The data structures are intentionally small because they contain only the essential information needed for this pipeline. In a real system, you would probably add more metadata.

Here's the Python version:

from dataclasses import dataclass

@dataclass(frozen=True)
class SearchDocument:
    page_content: str
    metadata: dict[str, str | int]

@dataclass(frozen=True)
class DocumentRecord:
    doc_id: str
    source: str
    text: str
    summary: str

@dataclass(frozen=True)
class ChunkRecord:
    chunk_id: str
    doc_id: str
    source: str
    index: int
    text: str
    summary: str
    previous_chunk_id: str | None
    next_chunk_id: str | None

The DocumentRecord stores the full document and a summary. The ChunkRecord stores the raw chunk, its summary, and links to the previous and next chunks.

Those neighbor links are useful because chunk boundaries are artificial. If retrieval finds chunk 4, the answer may start in chunk 3 or continue into chunk 5.

The index keeps both searchable stores and lookup maps:

@dataclass(frozen=True)
class HierarchicalIndex:
    documents_by_id: dict[str, DocumentRecord]
    chunks_by_id: dict[str, ChunkRecord]
    chunks_by_doc_id: dict[str, list[ChunkRecord]]
    document_summary_store: SimpleVectorStore
    chunk_summary_stores_by_doc_id: dict[str, SimpleVectorStore]

The most important lookup is this:

chunk = index.chunks_by_id[chunk_hit.metadata["chunk_id"]]

That line converts a retrieved summary hit back into the raw source text used for the final answer.

How to Split Documents into Raw Chunks

The demo splits Markdown files by paragraph and groups paragraphs until a target character size is reached:

CHUNK_SIZE = 420

def split_text(text: str) -> list[str]:
    chunks = []
    current_paragraphs = []
    current_size = 0

    for paragraph in re.split(r"\n\s*\n", text.strip()):
        paragraph = paragraph.strip()

        if not paragraph:
            continue

        if current_paragraphs and current_size + len(paragraph) > CHUNK_SIZE:
            chunks.append("\n\n".join(current_paragraphs))
            current_paragraphs = []
            current_size = 0

        current_paragraphs.append(paragraph)
        current_size += len(paragraph)

    if current_paragraphs:
        chunks.append("\n\n".join(current_paragraphs))

    return chunks

One important thing: this isn't the perfect splitter for every use case. It's intentionally readable.

In a production system, you might use a tokenizer-aware splitter, Markdown-aware sections, semantic chunking, or parent-child chunking. But regardless of the option you pick, the idea stays the same: keep raw chunks as the final evidence.

How to Summarize Chunks and Documents

To keep the demo easy to run, this article uses sentence extraction as a stand-in for LLM summarization. It scores sentences that include important RAG terms and keeps the top sentences.

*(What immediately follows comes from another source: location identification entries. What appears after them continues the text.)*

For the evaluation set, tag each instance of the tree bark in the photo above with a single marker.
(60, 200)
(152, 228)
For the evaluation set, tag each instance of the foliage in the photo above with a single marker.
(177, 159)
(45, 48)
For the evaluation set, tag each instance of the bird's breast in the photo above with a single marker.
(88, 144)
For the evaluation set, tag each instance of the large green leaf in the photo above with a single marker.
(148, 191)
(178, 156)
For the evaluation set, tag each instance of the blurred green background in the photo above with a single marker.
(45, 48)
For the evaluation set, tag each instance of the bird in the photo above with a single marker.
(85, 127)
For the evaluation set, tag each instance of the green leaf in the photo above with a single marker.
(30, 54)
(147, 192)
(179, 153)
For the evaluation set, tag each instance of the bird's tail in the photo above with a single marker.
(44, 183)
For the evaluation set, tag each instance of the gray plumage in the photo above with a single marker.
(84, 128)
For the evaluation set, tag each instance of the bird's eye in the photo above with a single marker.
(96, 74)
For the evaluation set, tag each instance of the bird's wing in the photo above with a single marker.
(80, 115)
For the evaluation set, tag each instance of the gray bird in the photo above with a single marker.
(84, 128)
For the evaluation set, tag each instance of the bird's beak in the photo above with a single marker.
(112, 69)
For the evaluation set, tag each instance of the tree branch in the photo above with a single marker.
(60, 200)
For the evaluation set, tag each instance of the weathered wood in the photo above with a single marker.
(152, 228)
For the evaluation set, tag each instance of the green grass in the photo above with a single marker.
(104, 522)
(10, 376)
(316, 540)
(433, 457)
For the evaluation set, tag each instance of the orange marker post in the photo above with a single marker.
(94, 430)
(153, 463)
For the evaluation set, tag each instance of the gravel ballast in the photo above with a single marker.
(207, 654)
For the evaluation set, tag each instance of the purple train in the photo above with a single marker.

def summarize_text(text: str, max_sentences: int = 2) -> str:
    sentences = [
        sentence.strip()
        for sentence in re.split(r"(?<=[.!?])\s+", " ".join(text.split()))
        if sentence.strip()
    ]

    if len(sentences) <= max_sentences:
        return " ".join(sentences)

    scored_sentences = []

    for position, sentence in enumerate(sentences):
        sentence_words = words(sentence)
        term_score = sum(3 for word in sentence_words if word in IMPORTANT_TERMS)
        first_sentence_bonus = 1 if position == 0 else 0
        scored_sentences.append((term_score + first_sentence_bonus, position, sentence))

    selected = sorted(scored_sentences, key=lambda item: (-item[0],item[1]))[:max_sentences]
    selected.sort(key=lambda item: item[1])

    return " ".join(sentence for _score, _position, sentence in selected)

In a real system, this function would call a small local model or a hosted model. The prompt instructions would be something like:

  • Summarize this chunk for retrieval.

  • Preserve names, constraints, decisions, errors, numbers, and domain-specific terms.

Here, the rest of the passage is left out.